Model quantization compresses neural networks by representing weights (and often activations) with lower-precision numbers (e.g., INT8, INT4) instead of FP16/FP32. With proper calibration or training, it preserves accuracy while reducing memory, bandwidth, and latency. For LLMs, quantization enables cheaper serving, larger context windows, and deployment on smaller GPUs/CPUs/NPUs.

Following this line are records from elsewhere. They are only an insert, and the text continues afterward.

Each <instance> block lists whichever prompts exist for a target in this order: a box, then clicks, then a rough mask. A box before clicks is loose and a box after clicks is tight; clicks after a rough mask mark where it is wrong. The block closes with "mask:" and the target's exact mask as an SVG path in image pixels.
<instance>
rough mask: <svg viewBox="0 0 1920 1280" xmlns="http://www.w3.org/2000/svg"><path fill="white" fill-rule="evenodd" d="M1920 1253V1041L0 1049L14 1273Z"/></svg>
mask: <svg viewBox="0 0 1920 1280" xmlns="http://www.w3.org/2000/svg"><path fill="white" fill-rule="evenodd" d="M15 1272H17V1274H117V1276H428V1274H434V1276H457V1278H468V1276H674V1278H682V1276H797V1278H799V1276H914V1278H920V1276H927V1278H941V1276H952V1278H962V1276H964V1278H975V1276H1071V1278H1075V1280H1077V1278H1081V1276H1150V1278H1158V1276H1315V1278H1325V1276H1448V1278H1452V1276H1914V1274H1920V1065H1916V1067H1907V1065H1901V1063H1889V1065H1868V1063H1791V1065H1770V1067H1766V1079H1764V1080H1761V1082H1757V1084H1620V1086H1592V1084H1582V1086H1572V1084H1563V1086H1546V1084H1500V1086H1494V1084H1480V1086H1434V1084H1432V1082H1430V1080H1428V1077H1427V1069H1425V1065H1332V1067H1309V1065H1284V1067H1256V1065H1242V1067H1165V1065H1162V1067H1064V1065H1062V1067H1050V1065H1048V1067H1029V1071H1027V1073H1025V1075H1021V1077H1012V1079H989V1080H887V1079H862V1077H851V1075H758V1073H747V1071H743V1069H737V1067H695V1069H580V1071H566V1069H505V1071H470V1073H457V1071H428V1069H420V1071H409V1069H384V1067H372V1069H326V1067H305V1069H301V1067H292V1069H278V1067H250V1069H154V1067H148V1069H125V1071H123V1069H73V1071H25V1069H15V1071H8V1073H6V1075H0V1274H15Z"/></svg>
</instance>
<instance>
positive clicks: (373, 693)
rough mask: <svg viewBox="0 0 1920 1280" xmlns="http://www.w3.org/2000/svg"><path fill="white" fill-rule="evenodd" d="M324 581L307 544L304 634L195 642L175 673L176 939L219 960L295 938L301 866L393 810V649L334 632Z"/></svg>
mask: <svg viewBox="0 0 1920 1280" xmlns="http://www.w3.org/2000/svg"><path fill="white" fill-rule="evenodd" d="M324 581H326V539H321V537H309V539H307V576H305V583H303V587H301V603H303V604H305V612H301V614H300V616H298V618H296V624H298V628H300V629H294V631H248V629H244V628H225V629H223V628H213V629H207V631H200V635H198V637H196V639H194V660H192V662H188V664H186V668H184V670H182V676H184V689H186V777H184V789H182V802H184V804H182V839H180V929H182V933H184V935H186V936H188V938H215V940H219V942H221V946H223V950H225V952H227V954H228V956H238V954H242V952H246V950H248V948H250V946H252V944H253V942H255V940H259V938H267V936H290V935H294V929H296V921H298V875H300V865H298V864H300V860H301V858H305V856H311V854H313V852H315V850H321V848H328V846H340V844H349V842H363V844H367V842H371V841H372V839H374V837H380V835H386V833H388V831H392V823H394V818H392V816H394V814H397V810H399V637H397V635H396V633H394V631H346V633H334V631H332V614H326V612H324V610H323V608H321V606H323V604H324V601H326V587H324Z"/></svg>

What is Model Quantization?
Quantization maps floating-point tensors to integers using scale and zero-point parameters. Post-training quantization (PTQ) uses a small calibration set to estimate ranges; quantization-aware training (QAT) simulates quantization during training to recover accuracy. Weight-only schemes (e.g., GPTQ, AWQ) quantize weights while keeping activations higher precision; activation-aware methods (e.g., SmoothQuant) shift dynamic range to weights for INT8 end-to-end. Designs vary by granularity (per-tensor/per-channel/per-group), symmetry, and rounding, with group-wise INT4/INT8 common in LLMs.
Why it matters and where it’s used
Quantization shrinks memory footprint and memory traffic—the dominant bottlenecks at inference—boosting tokens/sec and lowering cost. It enables on-device/edge use, multi-tenant serving, and longer contexts by fitting KV caches and weights on limited VRAM. It composes with FlashAttention, paged attention, LoRA adapters, and speculative decoding.
Examples
- INT8 activation + weight quantization for production chat serving at lower latency.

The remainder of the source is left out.